Graylog outputs

Hi Team

How to restrict graylog to output the messages from only one stream using graylog outputs?

Thanks
Srumith.

You would create an output only for the desired stream.

Did the same.
But still I find the messages related to other streams.
Is there any flag kind of thing which I need to enable/disable?

Please elaborate in greater detail what exactly you mean with that.

Sure.
I have two streams Stream A and Stream B.
Configured an output called Output A with destination as Kibana for Stream A
In Kibana, I have configured elasticURL as http://<host>:9200/.
Now, when I check Kibana, I have messages related to Stream A and Stream B.
I am not expecting messages related to Stream B on Kibana.

What output have you configured exactly and what’s the configuration?

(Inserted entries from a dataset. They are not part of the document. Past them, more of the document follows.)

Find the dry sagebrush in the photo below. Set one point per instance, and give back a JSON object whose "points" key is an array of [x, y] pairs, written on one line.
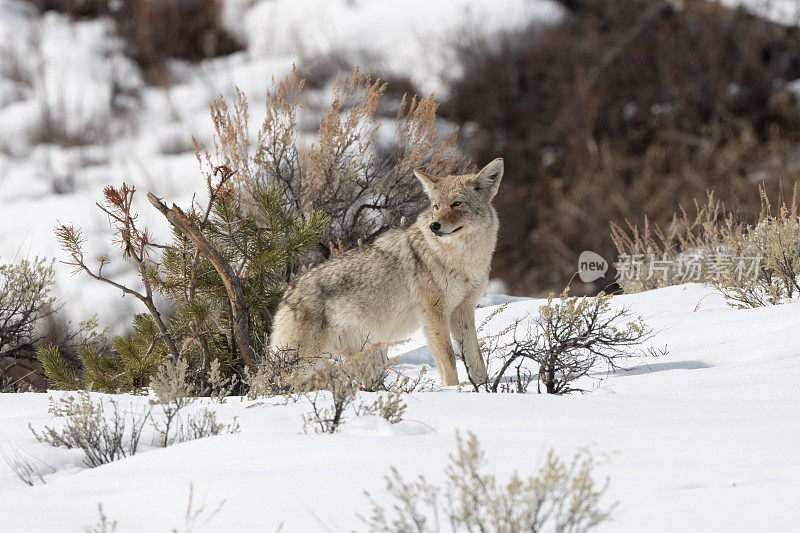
{"points": [[561, 497], [569, 338]]}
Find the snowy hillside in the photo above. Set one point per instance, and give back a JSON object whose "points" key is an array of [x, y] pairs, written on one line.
{"points": [[71, 77], [702, 439]]}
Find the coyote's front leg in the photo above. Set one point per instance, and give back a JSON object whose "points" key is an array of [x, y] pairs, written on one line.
{"points": [[437, 333], [462, 325]]}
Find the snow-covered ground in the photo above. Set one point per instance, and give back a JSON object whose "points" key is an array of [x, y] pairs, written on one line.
{"points": [[74, 76], [705, 438]]}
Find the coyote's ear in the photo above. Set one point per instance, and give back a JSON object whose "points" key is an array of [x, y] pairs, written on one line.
{"points": [[489, 177], [428, 182]]}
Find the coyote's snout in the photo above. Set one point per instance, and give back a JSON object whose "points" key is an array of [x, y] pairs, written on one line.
{"points": [[430, 274]]}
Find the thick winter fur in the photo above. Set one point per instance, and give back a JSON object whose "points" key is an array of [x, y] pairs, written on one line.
{"points": [[431, 274]]}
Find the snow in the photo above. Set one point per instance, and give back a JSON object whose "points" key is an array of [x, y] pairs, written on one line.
{"points": [[121, 129], [703, 438]]}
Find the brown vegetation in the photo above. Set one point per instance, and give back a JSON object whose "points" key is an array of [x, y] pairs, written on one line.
{"points": [[627, 108], [157, 30]]}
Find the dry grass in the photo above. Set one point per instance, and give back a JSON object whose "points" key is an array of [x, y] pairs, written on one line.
{"points": [[363, 188], [628, 108], [155, 31]]}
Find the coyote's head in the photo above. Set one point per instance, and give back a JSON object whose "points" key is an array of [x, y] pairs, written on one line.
{"points": [[462, 204]]}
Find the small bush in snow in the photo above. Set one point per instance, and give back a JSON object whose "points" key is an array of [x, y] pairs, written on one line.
{"points": [[28, 468], [105, 432], [570, 336], [562, 497], [103, 436], [343, 378], [174, 393], [389, 405], [103, 525]]}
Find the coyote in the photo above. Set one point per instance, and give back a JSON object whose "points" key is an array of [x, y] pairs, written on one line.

Gelf Output I have configured. Following is the configuration -

connect_timeout: 1000
hostname: ##.##.##.##
max_inflight_sends: 512
port: 5601
protocol: TCP
queue_size: 512
reconnect_delay: 500
tcp_keep_alive: false
tcp_no_delay: false
tls_trust_cert_chain:
tls_verification_enabled: false

That looks like a GELF output. Where exactly are you sending the messages and what is the recipient doing with them?

Sending messages to Kibana.
I actually have metrics and logs reported to graylog.
I want only metrics to get forwarded from Graylog to Kibana, so that I can visualize them.
5601 is the Kibana port I have configured for Gelf Output.
And I am connecting to Elastic directly from Kibana, giving elasticsearch url as 9200.

Or if you want us to rephrase the question - how to configure output in graylog for a particular stream and forward messages to Kibana?

Kibana is a frontend for Elasticsearch, it doesn’t receive or process messages itself.
So where exactly are you sending the messages with the GELF output?
Hint: It has to be something with a GELF input.

Correct.
So can I forward specific stream data from Graylog to another elasticsearch instance using Graylog Outputs?

You could do that if you have a receiver reading GELF messages and writing them into Elasticsearch.

You could use Logstash (with GELF input and Elasticsearch output) for that.